The database backups on admin run around 6:30 PM PST and currently cause sustained load for what looks like ~10-ish minutes. During this time, instance performance can be negatively impacted.
Reduce Backup Size
The most direct lever we can pull is to reduce the size of this backup so it runs for a shorter period of time. From bin/storage probe, the largest tables are:
... file_storageblob 477.5 MB 3.3% admin_conduit 1,050.5 MB 7.2% conduit_certificatetoken 0.0 MB 0.0% conduit_token 0.3 MB 0.0% conduit_methodcalllog 1,050.2 MB 7.2% admin_leylines 12,355.2 MB 84.6% leylines_checkpoint 0.0 MB 0.0% leylines_checkpointtransaction 0.1 MB 0.0% leylines_dimension 26.0 MB 0.2% leylines_event 12,329.0 MB 84.4% TOTAL 14,601.7 MB 100.0%
- More than 90% of this data is basically junk we don't need to be backing up.
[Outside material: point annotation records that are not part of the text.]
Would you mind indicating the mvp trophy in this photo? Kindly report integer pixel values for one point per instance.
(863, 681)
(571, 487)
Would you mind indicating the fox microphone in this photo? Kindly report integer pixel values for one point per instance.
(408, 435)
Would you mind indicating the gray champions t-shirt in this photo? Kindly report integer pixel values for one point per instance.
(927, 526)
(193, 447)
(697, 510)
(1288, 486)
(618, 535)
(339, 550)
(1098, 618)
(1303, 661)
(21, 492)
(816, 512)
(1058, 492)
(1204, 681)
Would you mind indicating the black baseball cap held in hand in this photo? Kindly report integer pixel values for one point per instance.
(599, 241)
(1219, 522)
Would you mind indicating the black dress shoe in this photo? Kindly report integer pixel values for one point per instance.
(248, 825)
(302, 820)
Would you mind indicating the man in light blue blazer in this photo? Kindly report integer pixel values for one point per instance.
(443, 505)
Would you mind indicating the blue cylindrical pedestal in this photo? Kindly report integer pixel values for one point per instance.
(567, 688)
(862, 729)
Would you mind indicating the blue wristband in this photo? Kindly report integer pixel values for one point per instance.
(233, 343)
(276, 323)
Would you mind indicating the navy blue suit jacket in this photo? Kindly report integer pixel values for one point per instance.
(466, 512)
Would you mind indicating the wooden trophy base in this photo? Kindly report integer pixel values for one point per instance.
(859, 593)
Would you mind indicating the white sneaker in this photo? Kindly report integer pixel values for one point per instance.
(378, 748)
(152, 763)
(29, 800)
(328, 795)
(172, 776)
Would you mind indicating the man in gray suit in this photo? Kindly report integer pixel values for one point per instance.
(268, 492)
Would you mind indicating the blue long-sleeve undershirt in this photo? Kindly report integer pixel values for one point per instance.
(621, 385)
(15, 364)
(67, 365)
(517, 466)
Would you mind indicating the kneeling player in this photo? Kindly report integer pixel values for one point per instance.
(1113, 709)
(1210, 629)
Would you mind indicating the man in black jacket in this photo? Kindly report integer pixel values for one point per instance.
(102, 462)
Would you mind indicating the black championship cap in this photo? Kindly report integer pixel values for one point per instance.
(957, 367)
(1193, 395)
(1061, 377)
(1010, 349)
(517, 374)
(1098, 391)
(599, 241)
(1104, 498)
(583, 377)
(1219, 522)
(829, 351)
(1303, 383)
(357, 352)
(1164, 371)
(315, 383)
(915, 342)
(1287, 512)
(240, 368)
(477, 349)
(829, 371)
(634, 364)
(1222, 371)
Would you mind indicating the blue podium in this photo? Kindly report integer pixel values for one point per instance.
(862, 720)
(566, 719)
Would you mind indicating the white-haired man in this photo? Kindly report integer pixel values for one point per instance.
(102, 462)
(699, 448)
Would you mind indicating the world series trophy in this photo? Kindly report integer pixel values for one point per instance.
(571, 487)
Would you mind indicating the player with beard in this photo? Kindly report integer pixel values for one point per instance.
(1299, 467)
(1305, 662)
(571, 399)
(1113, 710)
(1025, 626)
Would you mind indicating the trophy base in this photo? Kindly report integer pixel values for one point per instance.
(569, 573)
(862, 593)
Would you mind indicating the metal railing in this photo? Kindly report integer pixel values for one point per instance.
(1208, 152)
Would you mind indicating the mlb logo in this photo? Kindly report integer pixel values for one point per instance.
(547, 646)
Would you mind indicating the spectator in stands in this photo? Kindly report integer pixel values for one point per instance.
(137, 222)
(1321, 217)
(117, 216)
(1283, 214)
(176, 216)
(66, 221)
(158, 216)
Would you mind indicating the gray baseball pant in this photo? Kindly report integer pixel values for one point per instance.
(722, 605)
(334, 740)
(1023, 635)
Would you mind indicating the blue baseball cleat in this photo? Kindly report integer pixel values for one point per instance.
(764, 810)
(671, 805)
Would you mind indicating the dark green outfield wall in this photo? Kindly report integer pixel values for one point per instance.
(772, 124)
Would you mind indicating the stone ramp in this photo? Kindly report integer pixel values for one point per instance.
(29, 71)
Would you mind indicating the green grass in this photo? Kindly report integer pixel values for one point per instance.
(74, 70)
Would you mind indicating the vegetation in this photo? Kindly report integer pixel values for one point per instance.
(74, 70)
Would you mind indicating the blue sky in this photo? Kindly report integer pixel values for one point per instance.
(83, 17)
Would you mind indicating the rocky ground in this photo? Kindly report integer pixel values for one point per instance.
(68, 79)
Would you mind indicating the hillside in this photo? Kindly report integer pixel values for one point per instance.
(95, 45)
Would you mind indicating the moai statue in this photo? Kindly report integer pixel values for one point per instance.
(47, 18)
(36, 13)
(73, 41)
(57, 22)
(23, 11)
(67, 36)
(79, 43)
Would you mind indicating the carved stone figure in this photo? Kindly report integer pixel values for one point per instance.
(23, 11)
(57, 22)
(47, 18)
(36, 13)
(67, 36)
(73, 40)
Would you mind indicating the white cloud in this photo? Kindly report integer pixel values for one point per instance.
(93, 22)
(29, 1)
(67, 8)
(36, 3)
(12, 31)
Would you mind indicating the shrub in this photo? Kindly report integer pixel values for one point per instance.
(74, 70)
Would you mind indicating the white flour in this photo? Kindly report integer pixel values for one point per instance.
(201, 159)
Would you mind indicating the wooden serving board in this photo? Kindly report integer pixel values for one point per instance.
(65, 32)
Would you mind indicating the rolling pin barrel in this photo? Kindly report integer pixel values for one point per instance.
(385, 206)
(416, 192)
- The Leylines table is just user tracking for ad clicks.
- Short term: archive the data and truncate the table.
- Mid term: I think we can filter and throw away most of this data (a lot of it is, e.g., crawlers hitting one page and not setting cookies).
- Long term: Probably move "data warehousing" to separate hardware with more appropriate backup behavior.
- The conduit_methodcalllog table uses a 7-day window but instances make many calls to pull service metadata.
- Short term: This table has little value. We could reduce this window to 24 hours without really losing anything.
- The file blob table is also kind of big. It looks like S3 is configured, but there may be some files we can get rid of or migrate (e.g., old data from before S3 got set up) and/or the MySQL maximum storage size might be set a little high.
Reduce Backup Impact
Backups are written to a separate bak volume so the writes shouldn't cause I/O contention, in theory. The read from the database will cause some general load but I don't think there's a ton we can do about that.
I'm guessing the gzip might actually be responsible for a big chunk of the load. We could try to verify that, then try:
- Using nice to reduce the CPU priority of gzip.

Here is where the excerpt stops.